The company has developed a platform that allows you to track assets through the supply chain from point of origin to point of consumption and is particularly active in the timber, bio-fuels and mining sectors.
Kennan explains that The European Union Timber Regulation, which came into effect on 3rd March 2013, requires importers of timber to provide proof of compliance to the new legislation – aimed at preventing illegally harvested wood entering the EU market. This means importers need proof from suppliers that their products comply.
“We have developed a piece of software that enables you to identify the location from which an asset is being sourced and at each control point along the supply chain we collect data about the asset, such as permits to harvest etc. So we build up a digital passport for the goods,” he says. “The exporter will say to the importer, ‘here’s a digital passport and this will provide a chain of custody history and all the events that have taken place to the asset from its point of origin’.”
Transparency
In recent years the call for greater transparency in the supply chain has been strengthening, along with the desire to off-set risk, but he sees compliance to legislation as the driving force behind digital passports.

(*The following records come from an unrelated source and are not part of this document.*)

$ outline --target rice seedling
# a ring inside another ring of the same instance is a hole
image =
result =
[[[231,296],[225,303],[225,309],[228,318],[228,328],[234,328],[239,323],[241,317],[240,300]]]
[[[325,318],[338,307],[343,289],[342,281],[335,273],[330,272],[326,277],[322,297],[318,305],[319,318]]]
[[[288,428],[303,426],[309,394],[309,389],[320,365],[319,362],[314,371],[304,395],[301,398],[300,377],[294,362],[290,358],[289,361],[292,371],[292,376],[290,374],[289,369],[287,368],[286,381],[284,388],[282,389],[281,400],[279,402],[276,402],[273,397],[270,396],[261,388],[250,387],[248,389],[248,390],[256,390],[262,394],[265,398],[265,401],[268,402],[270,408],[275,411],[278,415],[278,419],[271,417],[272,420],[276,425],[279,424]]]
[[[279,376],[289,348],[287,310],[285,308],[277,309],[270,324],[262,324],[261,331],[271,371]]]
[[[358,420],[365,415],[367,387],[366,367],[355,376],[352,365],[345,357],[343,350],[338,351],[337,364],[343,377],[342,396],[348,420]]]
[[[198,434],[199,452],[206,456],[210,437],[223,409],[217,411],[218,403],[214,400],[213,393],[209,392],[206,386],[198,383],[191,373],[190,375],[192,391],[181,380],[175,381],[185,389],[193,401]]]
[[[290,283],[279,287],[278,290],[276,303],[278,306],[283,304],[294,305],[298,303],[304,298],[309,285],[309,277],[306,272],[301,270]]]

“The primary two sectors are timber and bio-fuels and this is due to the teeth of the legislation that exists,” he says. “Bio-fuels are required under the EU Renewable Energy Directive to provide a chain of custody history for any feedstock that is being used to blend bio-fuel sold in the EU and if you [governments] want it to count towards the obligation that member states have towards the targets for using bio-fuel in the transport sector then they need this data.”
Kennan also cites the Dodd Frank legislation and the role digital passports can play in ensuring imported goods to the US are free from ‘conflict minerals’.
However, could this technology be used to improve the integrity of the food supply chain? Kennan believes it could. Referring to the 2011 E. coli outbreak where Spanish cucumbers were initially thought to be the source of the deadly outbreak, he says: “[using digital passports] you would be able to identify much faster than the week it took that it was from bean sprouts from Germany.”
However, with regards to the horsemeat scandal, he says: “An IT system could never stop somebody chucking in a couple of pounds of horsemeat with some beef. But, what it does do – and this is from some work we have done in Africa – once people realise that this data is being stored in a centralised database, it increases individual responsibility, with the result that people are more aware of what their role is in the supply chain.”